文:清水草一/写真:Alfa romeo
Boosterpackdepot2017年10月26日号


1132万円の実力や如何に!? ジュリアが40年ぶり「復活」

 1962年から1977年にかけて生産され、「みにくいアヒルの子」と呼ばれて愛されたアルファロメオ・ジュリア。あれから約40年ぶりにジュリアの名が復活! しかもアルファ75以来、25年ぶりのFRサルーンとくれば、アルフィスタならずとも興奮せずにはいられない。

 ボディサイズはかなりデカい。全長4645mmはBMW3シリーズとピタリ同じ。全高は5mm低いが全幅は65mmワイドで1865mmもある。といってもまあこのくらいは現在の欧州C/Dセグメントの標準サイズ。マツダ アテンザも全幅1840mmあるのだから仕方あるまい。

真横からみた新型ジュリア。4645mmの全長は2011年まで発売されていたアルファロメオ159(4690mm)とほぼ同等だ

2Lターボエンジンは200馬力から510馬力まで3つの仕様

 ところで、日本に入ってくるジュリアはどんなエンジンラインアップか!? アルファの命はエンジンにあるだけに、そこが一番重要だ。

 グレードは4種類。最廉価版「ジュリア」は受注生産の装備が簡素化されたシンプル版なので、実質的には3グレード。

 下から順に、「ジュリアスーパー」(懐かしすぎる名称……)が4気筒2Lターボの200ps/FR。

 その上が「ジュリアヴェローチェ」で、エンジンは4気筒2Lターボのブーストアップ版、280psをトルクベクタリング4WDで路面に伝える。

 そしてトップグレードの「クアドリフォリオ」(4WD)は、フェラーリ直系の2.9L、V6ツインターボを搭載し、なんと510psを発揮‌! このエンジンはフェラーリ・カリフォルニアTのV8を2気筒ぶん削ぎ落としたもので、生産もフェラーリのマラネロ本社工場だ。

 同じフェラーリ製V6でもマセラティギブリのそれとは別物で、V8譲りの90度バンクを持つ。この510psという数字は3.8LツインターボのカリフォルニアTの560psに迫っているのだから驚く。

 トランスミッションは全グレード、ZF製の8速AT。MTがないのを嘆く諸兄もいると思うが、もはや右ハンドル仕様のジュリアはイギリス向けも全車ATだとか。

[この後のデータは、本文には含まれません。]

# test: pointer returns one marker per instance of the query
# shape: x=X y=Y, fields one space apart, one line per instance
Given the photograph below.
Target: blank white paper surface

 実はヴェローチェのみ左ハンドルなのだが、これもAT。時代の流れだとあきらめよう。

伝統の四葉のクローバー印が配された2.9L、V6ターボエンジンは510ps/61.2kgmを発揮
インテリア。トランスミッションはマニュアルモード付きの8速ATのみ

510馬力のクアドリフォリオはBMW M3より割安

 510psのフェラーリ製エンジンを積んでいるとなると、さすがにお値段も張る予感がするが、そのとおりです。クアドリフォリオは1132万円。本物のフェラーリの半額以下と思えば安いがアルファ156とか159と比べると完全に別世界の車だ。

 しかし、考えてみてほしい。BMW M3と比べると、ちょっとだけ安い(M3は1185万円)。M3は、431ps/56.1kgmの3L直6ツインターボだから、スペックでは大幅リード。実は絶妙なポジショニングなのである。

 クアドリフォリオはアルファのM3版ということで決着がつくわけですが、ほかのスタンダードモデルはというと、「ジュリア」が446万円、「ジュリアスーパー」が543万円、「ジュリアヴェローチェ」が597万円。ライバルは言うまでもなくBMW3シリーズですね。まさにガチンコです。